It is not a new dilemma for the United States. Past U.S. administrations, professing to support democracy all over the world, have often clashed with democratically elected leaders seen as anti-American.

In the 1970s, the United States covertly plotted to destabilize the elected government of Chile's Marxist President Salvador Allende who was overthrown and killed in 1973.

More recently, the Bush administration has shown implacable hostility to Venezuela's democratically elected President Hugo Chavez, who has emerged as a potent symbol of anti-American sentiment in Latin America.

At the same time, in his speeches Bush has elevated the pursuit of democracy and freedom around the world, and especially in the Middle East, to become the cornerstone and guiding principle of his foreign policy.
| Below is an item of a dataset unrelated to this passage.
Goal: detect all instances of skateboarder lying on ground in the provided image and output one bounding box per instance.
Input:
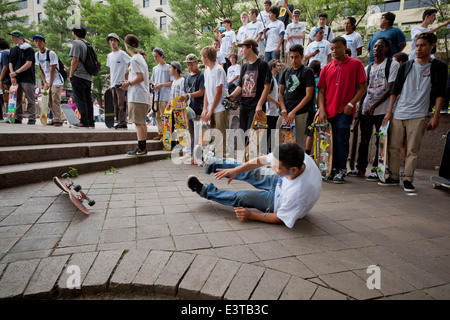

For example, in November 2003, Bush called the pursuit of democracy, "the calling of our time, the calling of our country."

In Central Asia, the administration has been accused of muting its criticism of Uzbek President Islam Karimov, partly because it is anxious to maintain an air base in Uzbekistan, which played an important role in the war against the Taliban in Afghanistan.

"There haven't been free elections in Uzbekistan since the fall of the Soviet Union and the United States is not pushing for them very vigorously," said Evelyn Davidheiser, a professor of global studies at the University of Minnesota.

But Patrick Clawson of the Washington Institute for Near East Policy said the administration was correct to differentiate in Iran and elsewhere between holding elections and establishing a truly democratic society.

"Democracy is much much more than elections. Organizing elections without the supporting institutions of democracy often leads to the election of tyrants," he said.